The lights in the restaurant have been dimmed by now, and candlelight is flickering on our faces. The waiter clears our plates and we read the dessert menus, like you do, but only order coffee. And then I lean forward.

“Now. Your turn.”

He starts with his work. He tells me about how he set up his company and what a struggle it was but fun too—and how it’s all about finding the right people. As he describes his colleagues, his enthusiasm pours out, and his eyes shine with what I can only call love. He tells me how he can’t stand injustice and arrogance and that’s what drove him into ethical investment. He gives me a small lecture on which are the worst executive practices, in his opinion, and how companies should be run, before breaking off and saying, “Sorry. Boring. Boring.” (It wasn’t.)

Then, when our coffee cups are both drained, he tells me about his family’s deaths, in more measured tones. He tells me how they all survived his dad’s death pretty well and thought, We’ve had our bad luck, and got on with life, but then his mum died while he was at uni and then his brother was killed.… Then he notices my eyes swimming with tears and breaks off.

“Fixie, it happened,” he says, grabbing my hand and squeezing it. “It happened. That’s all you can say about it.”

“I suppose,” I say after a pause. “But, oh, Seb …”

“I’m fine. I’m fine. I’ve moved on, I’m at peace with it, I appreciate what I have.… Sorry,” he adds, as though noticing for the first time where his hand is.

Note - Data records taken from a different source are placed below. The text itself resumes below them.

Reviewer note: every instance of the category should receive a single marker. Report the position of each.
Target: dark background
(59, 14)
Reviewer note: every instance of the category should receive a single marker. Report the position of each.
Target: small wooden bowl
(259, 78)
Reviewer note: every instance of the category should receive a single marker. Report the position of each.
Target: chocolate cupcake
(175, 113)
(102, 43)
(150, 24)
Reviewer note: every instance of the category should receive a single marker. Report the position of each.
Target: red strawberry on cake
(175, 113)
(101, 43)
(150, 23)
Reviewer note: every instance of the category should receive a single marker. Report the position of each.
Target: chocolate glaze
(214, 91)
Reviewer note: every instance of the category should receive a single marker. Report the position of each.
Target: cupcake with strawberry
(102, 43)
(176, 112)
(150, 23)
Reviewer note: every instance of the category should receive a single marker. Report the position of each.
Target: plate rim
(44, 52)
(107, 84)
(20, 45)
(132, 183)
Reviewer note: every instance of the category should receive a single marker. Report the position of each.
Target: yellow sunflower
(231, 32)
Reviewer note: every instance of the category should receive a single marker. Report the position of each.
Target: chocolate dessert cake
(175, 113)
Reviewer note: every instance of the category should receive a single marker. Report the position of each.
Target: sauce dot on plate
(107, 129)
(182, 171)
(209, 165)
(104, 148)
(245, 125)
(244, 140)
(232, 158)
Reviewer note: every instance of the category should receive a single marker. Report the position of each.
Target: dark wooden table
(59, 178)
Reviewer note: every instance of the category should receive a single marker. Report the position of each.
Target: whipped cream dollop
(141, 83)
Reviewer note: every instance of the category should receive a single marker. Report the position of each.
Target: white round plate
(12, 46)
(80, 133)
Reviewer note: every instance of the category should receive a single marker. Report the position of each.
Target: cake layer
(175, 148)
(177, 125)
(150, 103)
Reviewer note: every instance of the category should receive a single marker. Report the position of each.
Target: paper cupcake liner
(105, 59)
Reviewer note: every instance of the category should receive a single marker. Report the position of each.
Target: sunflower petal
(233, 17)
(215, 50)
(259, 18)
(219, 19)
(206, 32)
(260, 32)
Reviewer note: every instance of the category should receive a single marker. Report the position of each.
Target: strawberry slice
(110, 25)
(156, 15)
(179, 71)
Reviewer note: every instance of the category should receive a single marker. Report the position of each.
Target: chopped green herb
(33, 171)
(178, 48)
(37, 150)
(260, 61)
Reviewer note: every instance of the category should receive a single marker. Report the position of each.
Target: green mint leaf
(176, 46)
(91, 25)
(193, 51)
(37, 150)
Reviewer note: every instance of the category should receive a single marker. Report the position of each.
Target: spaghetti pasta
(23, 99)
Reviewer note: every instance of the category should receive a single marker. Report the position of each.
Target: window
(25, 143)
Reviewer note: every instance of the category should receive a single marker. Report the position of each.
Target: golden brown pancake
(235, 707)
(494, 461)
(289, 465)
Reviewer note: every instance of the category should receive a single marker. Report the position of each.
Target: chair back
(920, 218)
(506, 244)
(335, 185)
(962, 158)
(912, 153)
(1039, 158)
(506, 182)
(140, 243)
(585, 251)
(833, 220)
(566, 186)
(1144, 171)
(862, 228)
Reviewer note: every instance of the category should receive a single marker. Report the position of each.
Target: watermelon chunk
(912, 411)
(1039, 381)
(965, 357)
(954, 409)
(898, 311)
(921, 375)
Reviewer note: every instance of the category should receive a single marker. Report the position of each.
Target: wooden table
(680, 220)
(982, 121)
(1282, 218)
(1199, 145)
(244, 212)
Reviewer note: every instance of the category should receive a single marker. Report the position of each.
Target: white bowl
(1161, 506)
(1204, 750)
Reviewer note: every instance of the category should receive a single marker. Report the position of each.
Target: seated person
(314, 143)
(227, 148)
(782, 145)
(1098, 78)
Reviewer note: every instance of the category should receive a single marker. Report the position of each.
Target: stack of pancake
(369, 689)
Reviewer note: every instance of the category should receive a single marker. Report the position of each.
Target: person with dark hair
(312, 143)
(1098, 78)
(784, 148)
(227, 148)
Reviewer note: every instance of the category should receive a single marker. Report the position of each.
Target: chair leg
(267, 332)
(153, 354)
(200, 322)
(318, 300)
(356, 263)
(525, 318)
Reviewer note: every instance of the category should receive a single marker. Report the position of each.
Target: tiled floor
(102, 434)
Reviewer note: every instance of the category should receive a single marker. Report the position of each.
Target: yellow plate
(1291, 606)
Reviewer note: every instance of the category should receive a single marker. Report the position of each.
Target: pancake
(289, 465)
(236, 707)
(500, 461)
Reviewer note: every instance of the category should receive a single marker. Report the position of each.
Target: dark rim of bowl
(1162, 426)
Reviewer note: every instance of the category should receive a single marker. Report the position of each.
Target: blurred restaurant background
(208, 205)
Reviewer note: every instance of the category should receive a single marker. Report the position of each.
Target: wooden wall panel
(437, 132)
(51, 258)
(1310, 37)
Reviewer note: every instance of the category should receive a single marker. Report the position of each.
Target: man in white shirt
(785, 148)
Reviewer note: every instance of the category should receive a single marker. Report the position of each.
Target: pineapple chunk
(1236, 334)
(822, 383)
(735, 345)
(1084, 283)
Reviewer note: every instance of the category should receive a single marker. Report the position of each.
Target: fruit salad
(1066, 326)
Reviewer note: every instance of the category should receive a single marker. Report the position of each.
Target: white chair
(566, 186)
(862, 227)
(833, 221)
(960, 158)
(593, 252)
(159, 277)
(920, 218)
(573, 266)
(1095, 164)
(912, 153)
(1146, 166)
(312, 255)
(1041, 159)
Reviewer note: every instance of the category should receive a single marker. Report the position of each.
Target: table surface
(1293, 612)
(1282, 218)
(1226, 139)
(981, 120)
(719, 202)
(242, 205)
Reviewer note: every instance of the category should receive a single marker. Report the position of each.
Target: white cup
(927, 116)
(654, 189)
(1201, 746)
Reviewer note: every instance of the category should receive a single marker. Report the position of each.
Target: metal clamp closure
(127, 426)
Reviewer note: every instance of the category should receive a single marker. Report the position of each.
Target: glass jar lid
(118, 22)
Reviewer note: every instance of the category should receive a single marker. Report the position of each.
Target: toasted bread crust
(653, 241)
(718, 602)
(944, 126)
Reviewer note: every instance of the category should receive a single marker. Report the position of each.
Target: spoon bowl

“No, that’s OK,” I say, my voice a little husky. I blink away my tears, determined to get a grip. If Seb can be so positive about it, then I should be too.

I squeeze his hand back, and he looks at me with a kind of cryptic, quizzical expression, and with a sudden lurch I realize where we are in the evening. We’ve talked. We’ve shared a bottle of wine. We’re holding hands.

“So, I was thinking,” I say, my gaze fixed on a distant point. “Shall I … uh … see you back home? You know, with your ankle and everything. You might need a hand up the … uh … steps. If you have steps. Do you have steps?”

My nervous gabble comes to an end and I wait breathlessly for his reply.

“I do have steps,” says Seb. “And that would be very kind of you.” His eyes meet mine, and something about his expression starts a pulse inside me.